I am using C# and ASP.NET for this.
We receive a lot of "strange" requests on our IIS 6.0 servers and I want to log and catalog these by domain.
Eg. we get some strange requests like these:
http://www.poker.winner4ever.example.com/
http://www.hotgirls.example.com/
http://santaclaus.example.com/
the latter three are kinda obvious, but I would like to sort them all into one as "example.com" IS hosted on our servers. The rest isn't, sorry :-)
So I am looking for some good ideas for how to retrieve example.com from the above. Secondly I would like to match the m., wap., iphone etc into a group, but that's probably just a quick lookup in a list of mobile shortcuts.I could handcode this list for a start.

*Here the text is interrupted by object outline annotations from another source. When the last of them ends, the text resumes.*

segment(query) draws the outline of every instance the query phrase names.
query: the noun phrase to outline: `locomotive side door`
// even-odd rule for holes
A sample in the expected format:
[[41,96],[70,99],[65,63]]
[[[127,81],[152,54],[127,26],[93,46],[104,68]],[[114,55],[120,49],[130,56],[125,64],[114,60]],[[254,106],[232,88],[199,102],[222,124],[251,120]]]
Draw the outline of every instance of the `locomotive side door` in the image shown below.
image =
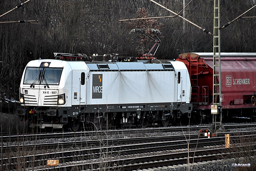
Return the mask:
[[181,90],[182,82],[180,71],[178,71],[177,74],[177,101],[180,101],[182,98]]
[[72,75],[72,104],[84,103],[86,91],[85,72],[81,71],[73,71]]

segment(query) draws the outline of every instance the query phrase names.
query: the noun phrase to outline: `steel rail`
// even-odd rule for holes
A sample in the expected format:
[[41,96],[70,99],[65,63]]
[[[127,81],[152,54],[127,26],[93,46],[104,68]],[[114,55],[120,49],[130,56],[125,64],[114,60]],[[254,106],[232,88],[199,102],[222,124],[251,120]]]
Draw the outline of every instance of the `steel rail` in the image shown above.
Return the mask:
[[[244,136],[249,139],[256,135],[250,135]],[[240,140],[240,136],[231,136],[232,141]],[[210,138],[195,139],[189,140],[190,148],[198,147],[207,145],[223,144],[225,142],[225,136],[215,137]],[[51,159],[58,159],[62,163],[65,161],[71,161],[74,158],[83,159],[83,160],[89,160],[92,158],[98,158],[102,156],[113,156],[127,155],[136,153],[152,152],[157,150],[170,150],[187,148],[188,140],[179,140],[172,141],[158,142],[146,143],[129,144],[105,147],[83,149],[73,150],[65,152],[54,152],[28,155],[21,157],[14,157],[2,159],[0,160],[2,163],[11,162],[12,165],[7,165],[8,169],[14,169],[14,165],[16,164],[18,161],[25,160],[27,164],[29,164],[31,161],[35,165],[38,166],[42,163],[46,163],[46,160]],[[109,144],[102,144],[102,146],[109,145]],[[76,154],[79,154],[77,155]],[[24,162],[23,162],[24,163]],[[10,167],[11,167],[10,168]]]
[[[256,124],[234,124],[224,125],[225,129],[256,127]],[[103,130],[98,131],[88,131],[79,132],[70,132],[57,133],[46,133],[39,134],[30,134],[24,135],[10,134],[8,133],[2,133],[3,135],[0,136],[0,139],[2,142],[12,142],[15,141],[33,141],[44,138],[68,138],[74,136],[83,136],[88,135],[110,135],[127,133],[136,133],[143,132],[156,132],[174,131],[199,131],[201,129],[206,128],[207,126],[182,126],[162,128],[148,128],[143,129],[126,129],[119,130]]]

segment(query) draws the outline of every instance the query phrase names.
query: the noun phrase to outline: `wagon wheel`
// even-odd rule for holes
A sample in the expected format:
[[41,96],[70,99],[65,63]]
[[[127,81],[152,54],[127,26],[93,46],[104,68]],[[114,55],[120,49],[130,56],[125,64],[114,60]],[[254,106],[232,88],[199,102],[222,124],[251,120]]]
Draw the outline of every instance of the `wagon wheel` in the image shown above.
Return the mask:
[[80,127],[80,123],[81,123],[81,118],[78,117],[74,118],[73,120],[71,121],[70,128],[71,130],[73,131],[77,131]]
[[253,106],[254,106],[255,104],[255,98],[254,96],[253,95],[252,96],[252,98],[251,99],[252,102],[252,104]]
[[[161,124],[164,126],[167,126],[170,123],[170,115],[165,115],[165,114],[164,112],[163,112],[162,113],[162,121]],[[171,115],[172,114],[171,114]]]

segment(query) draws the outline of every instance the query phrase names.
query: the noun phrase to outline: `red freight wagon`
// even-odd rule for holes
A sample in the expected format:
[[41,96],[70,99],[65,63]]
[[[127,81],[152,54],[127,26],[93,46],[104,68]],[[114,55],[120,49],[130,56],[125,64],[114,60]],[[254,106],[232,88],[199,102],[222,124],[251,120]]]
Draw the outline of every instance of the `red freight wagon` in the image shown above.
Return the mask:
[[[187,68],[191,82],[191,102],[200,115],[209,116],[210,114],[213,55],[185,53],[176,59]],[[256,108],[256,53],[221,53],[221,59],[222,116],[229,118],[253,115]]]

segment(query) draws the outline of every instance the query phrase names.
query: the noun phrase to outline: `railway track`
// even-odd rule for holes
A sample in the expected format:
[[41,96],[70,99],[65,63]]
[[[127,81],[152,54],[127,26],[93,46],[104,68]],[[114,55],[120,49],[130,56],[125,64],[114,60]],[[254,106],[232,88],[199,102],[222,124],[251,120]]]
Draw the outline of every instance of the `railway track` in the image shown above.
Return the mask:
[[[248,133],[249,133],[248,132]],[[243,134],[245,134],[245,133],[243,133]],[[256,135],[254,133],[252,135],[245,136],[245,136],[245,138],[249,138],[250,137]],[[193,137],[193,135],[191,136],[191,137]],[[186,136],[184,135],[181,136],[182,136],[184,138]],[[237,140],[239,140],[240,137],[240,136],[231,136],[230,138],[231,140],[233,140],[232,141]],[[148,141],[148,137],[141,137],[142,139],[143,138],[145,138],[145,141]],[[166,137],[163,138],[166,138]],[[194,153],[194,155],[196,154],[197,155],[199,155],[201,156],[205,155],[206,154],[205,153],[206,152],[208,155],[211,153],[215,154],[216,150],[220,150],[220,149],[223,148],[222,144],[225,142],[225,136],[222,136],[210,138],[199,139],[196,138],[189,140],[189,147],[190,148],[195,148],[196,147],[197,147],[198,148],[204,148],[206,146],[214,145],[215,147],[215,148],[216,149],[210,149],[206,150],[205,147],[204,149],[201,150],[197,150],[195,151],[194,150],[194,152],[190,152],[189,156],[190,155],[190,153]],[[158,139],[161,139],[161,138],[158,138]],[[97,168],[100,164],[102,164],[103,162],[103,163],[106,163],[107,162],[110,165],[109,169],[113,169],[115,168],[115,169],[117,169],[117,170],[119,170],[121,169],[121,168],[126,168],[125,169],[127,169],[127,167],[130,167],[129,169],[132,169],[133,168],[132,167],[136,167],[136,163],[139,163],[141,164],[141,163],[142,162],[147,164],[147,167],[149,167],[149,165],[154,165],[155,167],[158,165],[157,165],[158,164],[157,164],[157,163],[159,163],[159,164],[160,165],[160,163],[161,163],[161,164],[162,165],[163,163],[166,162],[165,162],[166,160],[168,161],[170,159],[175,159],[177,157],[174,157],[174,156],[175,156],[179,157],[179,161],[176,159],[177,159],[174,160],[172,162],[174,163],[175,163],[174,164],[176,164],[177,163],[177,163],[177,161],[180,161],[180,162],[181,163],[184,162],[184,160],[181,160],[180,158],[185,158],[186,156],[188,156],[188,143],[189,140],[187,139],[178,141],[161,142],[159,141],[157,141],[156,142],[144,142],[133,144],[131,144],[131,143],[134,143],[134,142],[133,141],[134,141],[134,140],[131,138],[131,142],[128,142],[127,140],[126,140],[127,143],[129,144],[126,145],[113,145],[113,144],[111,143],[105,144],[102,142],[101,146],[104,146],[102,147],[83,149],[81,148],[78,148],[77,147],[75,146],[72,150],[69,148],[68,149],[69,150],[67,150],[66,149],[66,151],[64,151],[51,153],[46,153],[42,152],[41,154],[23,155],[20,157],[15,156],[11,157],[6,157],[2,158],[1,161],[1,163],[8,163],[9,164],[2,165],[1,167],[5,167],[7,170],[13,169],[15,169],[15,166],[18,164],[19,161],[24,160],[24,161],[23,163],[25,164],[24,164],[25,165],[27,168],[27,167],[29,167],[30,165],[31,164],[31,161],[33,161],[32,163],[34,165],[39,166],[37,168],[35,168],[36,169],[34,170],[37,170],[36,169],[39,169],[38,170],[41,170],[40,169],[44,168],[45,169],[46,168],[50,169],[51,168],[48,168],[47,167],[48,166],[45,166],[46,161],[47,159],[54,158],[59,160],[61,163],[58,167],[60,167],[59,168],[65,167],[66,169],[68,170],[73,167],[74,165],[76,166],[76,167],[81,165],[82,166],[83,168],[84,167],[87,168],[89,168],[88,167],[88,166],[91,166],[93,165],[94,166],[94,167],[95,167],[95,168]],[[140,141],[142,140],[141,140]],[[155,141],[156,141],[155,140]],[[216,149],[218,149],[219,150]],[[65,149],[62,149],[61,150],[63,151]],[[42,151],[45,152],[45,151]],[[164,153],[164,151],[165,153]],[[193,152],[193,151],[191,151]],[[195,151],[196,151],[196,153],[195,153]],[[210,153],[209,152],[211,152]],[[213,152],[215,152],[214,153]],[[162,154],[163,153],[165,154]],[[159,153],[161,154],[158,154]],[[136,155],[132,154],[136,154]],[[148,155],[148,154],[150,154],[150,155]],[[214,156],[215,158],[213,157],[209,157],[209,156],[208,156],[208,158],[205,157],[202,158],[204,159],[204,160],[206,159],[205,158],[215,159],[216,156],[219,155],[216,155],[216,154],[213,155],[212,156]],[[202,158],[201,157],[200,157]],[[144,159],[144,160],[141,160],[142,159]],[[103,161],[100,161],[103,159],[106,160]],[[154,164],[151,163],[151,162],[154,160],[157,160],[157,162],[153,162]],[[204,161],[204,160],[202,161]],[[77,162],[76,161],[80,161]],[[163,161],[159,163],[159,161]],[[195,161],[197,161],[196,160]],[[66,161],[68,161],[69,162],[65,162]],[[7,162],[7,161],[8,162]],[[149,165],[149,164],[148,163],[149,162],[151,162],[150,163],[151,164]],[[127,165],[121,166],[115,165],[113,163],[126,163],[129,164],[130,165],[135,165],[132,167],[131,166],[126,167],[126,166]],[[164,164],[163,165],[164,165]],[[28,168],[28,169],[30,169]]]
[[[232,124],[224,125],[226,129],[252,127],[256,127],[256,124]],[[49,138],[65,138],[73,137],[79,137],[89,136],[98,136],[102,135],[121,134],[136,133],[155,133],[179,132],[190,132],[198,131],[200,129],[209,127],[209,126],[178,126],[157,128],[148,128],[143,129],[134,129],[120,130],[113,130],[95,131],[80,131],[76,132],[56,132],[50,133],[35,133],[23,135],[10,134],[8,133],[2,133],[0,136],[2,142],[22,142],[24,141],[35,141]]]

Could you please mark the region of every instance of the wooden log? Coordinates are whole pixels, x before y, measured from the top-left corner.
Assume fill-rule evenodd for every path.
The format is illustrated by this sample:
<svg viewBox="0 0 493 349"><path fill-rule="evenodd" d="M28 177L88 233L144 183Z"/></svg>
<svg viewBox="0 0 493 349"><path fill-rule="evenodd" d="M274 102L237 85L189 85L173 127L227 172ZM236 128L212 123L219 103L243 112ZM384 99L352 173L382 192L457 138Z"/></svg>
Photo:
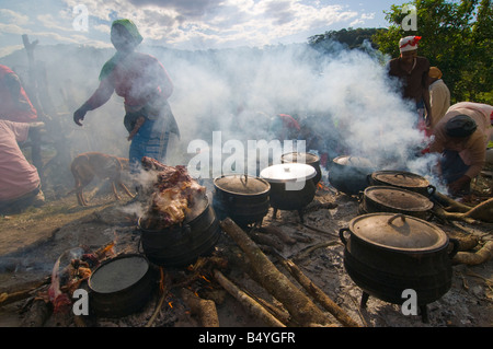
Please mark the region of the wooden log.
<svg viewBox="0 0 493 349"><path fill-rule="evenodd" d="M9 292L1 292L0 306L22 301L32 296L33 292L35 292L38 288L48 284L49 281L50 279L46 278L42 281L30 282L28 284L23 286L23 289L12 290Z"/></svg>
<svg viewBox="0 0 493 349"><path fill-rule="evenodd" d="M267 312L262 305L260 305L255 300L249 296L245 292L241 291L233 282L226 278L219 270L214 270L215 279L228 291L229 294L234 296L245 310L260 318L267 326L272 327L286 327L280 321L274 317L270 312Z"/></svg>
<svg viewBox="0 0 493 349"><path fill-rule="evenodd" d="M181 294L192 313L198 316L203 327L219 327L219 317L214 301L200 299L188 289L182 289Z"/></svg>
<svg viewBox="0 0 493 349"><path fill-rule="evenodd" d="M249 235L257 244L266 245L266 246L273 247L278 251L284 249L284 245L278 240L276 240L275 237L273 237L271 235L267 235L264 233L257 233L255 231L251 231L249 233Z"/></svg>
<svg viewBox="0 0 493 349"><path fill-rule="evenodd" d="M227 233L245 253L255 279L260 280L275 299L284 304L293 318L300 326L333 325L313 302L299 290L284 274L282 274L255 243L230 218L220 223L222 231Z"/></svg>
<svg viewBox="0 0 493 349"><path fill-rule="evenodd" d="M475 266L483 264L493 258L493 241L486 242L478 252L458 252L454 258L454 263Z"/></svg>
<svg viewBox="0 0 493 349"><path fill-rule="evenodd" d="M334 301L330 299L317 284L314 284L293 260L286 259L279 254L277 258L280 264L293 275L293 277L334 317L345 327L359 327L359 325L351 318L346 312L341 309Z"/></svg>
<svg viewBox="0 0 493 349"><path fill-rule="evenodd" d="M319 243L319 244L316 244L313 246L309 246L309 247L307 247L305 249L301 249L293 259L296 260L296 261L303 260L313 251L317 251L319 248L329 247L329 246L340 245L340 244L342 245L342 243L340 243L339 241L328 241L328 242Z"/></svg>
<svg viewBox="0 0 493 349"><path fill-rule="evenodd" d="M266 225L266 226L261 226L259 229L259 231L261 233L265 233L265 234L271 234L271 235L275 235L277 236L283 243L288 244L288 245L294 245L296 244L296 239L293 239L291 236L289 236L288 234L286 234L279 226L275 226L275 225Z"/></svg>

But is regexp the answer here or is pure string manipulation the easiest way? I was thinking of "splitting" the URL string by "." and the look for item[0] and item[1]...
Any ideas?
You can use the following nuget Nager.PublicSuffix package. It uses the same data source that browser vendors use.
nuget
PM> Install-Package Nager.PublicSuffix
Example
var domainParser = new DomainParser(new WebTldRuleProvider());
var domainName = domainParser.Get("sub.test.co.uk");
//domainName.Domain = "test";
//domainName.Hostname = "sub.test.co.uk";
//domainName.RegistrableDomain = "test.co.uk";
//domainName.SubDomain = "sub";
//domainName.TLD = "co.uk";